MNS struggles for popularity ahead of Pune civic polls

January 12, 2017 12:45 am | Updated 12:45 am IST

Pune: The Raj Thackeray-led Maharashtra Navnirman Sena (MNS) is struggling for popularity ahead of the Pune civic polls.

Four of its sitting corporators, including the party’s State vice-president and Pune unit head, Prakash Dhore, have defected to other parties. While Mr. Dhore joined the BJP in October this year, three others — Anil Rane, Archana Kamble and Asha Sane — defected to other parties.

The party’s prospects in its power base Nashik Municipal Corporation seems equally bad.
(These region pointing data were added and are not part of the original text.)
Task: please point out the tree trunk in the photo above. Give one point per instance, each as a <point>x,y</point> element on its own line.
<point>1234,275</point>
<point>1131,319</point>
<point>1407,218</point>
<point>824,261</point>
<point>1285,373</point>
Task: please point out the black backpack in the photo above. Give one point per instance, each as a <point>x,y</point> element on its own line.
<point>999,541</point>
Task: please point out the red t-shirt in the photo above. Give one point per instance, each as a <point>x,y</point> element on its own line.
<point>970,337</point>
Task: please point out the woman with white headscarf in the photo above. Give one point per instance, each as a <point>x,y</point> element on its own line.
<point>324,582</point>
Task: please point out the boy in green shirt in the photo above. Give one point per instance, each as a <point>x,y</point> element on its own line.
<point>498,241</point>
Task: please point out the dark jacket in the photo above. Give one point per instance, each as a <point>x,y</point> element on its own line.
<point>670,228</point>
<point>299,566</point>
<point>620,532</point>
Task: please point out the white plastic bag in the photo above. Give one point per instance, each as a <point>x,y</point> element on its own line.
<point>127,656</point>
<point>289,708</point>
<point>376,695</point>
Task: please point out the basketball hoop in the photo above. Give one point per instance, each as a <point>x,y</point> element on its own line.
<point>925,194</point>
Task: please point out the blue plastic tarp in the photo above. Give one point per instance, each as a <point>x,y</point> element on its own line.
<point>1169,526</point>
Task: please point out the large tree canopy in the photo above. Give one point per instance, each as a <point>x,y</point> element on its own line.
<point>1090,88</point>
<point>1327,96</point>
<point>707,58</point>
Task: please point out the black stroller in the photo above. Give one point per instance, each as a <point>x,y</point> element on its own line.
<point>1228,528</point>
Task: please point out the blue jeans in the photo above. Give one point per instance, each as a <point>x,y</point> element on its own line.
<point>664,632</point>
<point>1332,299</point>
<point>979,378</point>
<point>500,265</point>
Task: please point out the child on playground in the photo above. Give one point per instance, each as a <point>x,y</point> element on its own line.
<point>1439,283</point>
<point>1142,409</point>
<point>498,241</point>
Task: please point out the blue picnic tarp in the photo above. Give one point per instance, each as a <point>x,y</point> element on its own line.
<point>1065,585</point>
The MNS’s problems began after its defeat in the Parliamentary and the Maharashtra Assembly elections. The party secured just one seat in the latter (Junnar).

In the 2012 Pune civic polls, the MNS had emerged as the second-largest party by winning 29 seats, ahead of the Congress and the Bharatiya Janata Party (BJP). However, a political analyst said the party’s mass base has since disintegrated rapidly.

“Few of its corporators, if any, have made any serious attempt to engage with civic issues. [They were] bogged down instead with petty and often shameful squabbles,” the analyst said.

In May 2015, Mr. Dhore was booked for assaulting his colleague Ms. Kamble, who was then a corporator from Bopodi. A couple of months later, criminal cases were registered against MNS corporator Rupali Patil-Thombre and her relatives for assaulting a shopkeeper and his family. Ms. Thombre was involved in a clash between two groups over space for a shop.

In October the same year, Mr. Thackeray dissolved the Pune unit’s executive committee. While ‘reorganisation’ was cited as the official reason, it was believed that dispute within MNS corporators led to the decision. Since then, the city unit of the party has been instructed to aggressively highlight the failures of the NCP and the BJP-Shiv Sena alliance in solving Pune’s civic issues and infrastructural problems.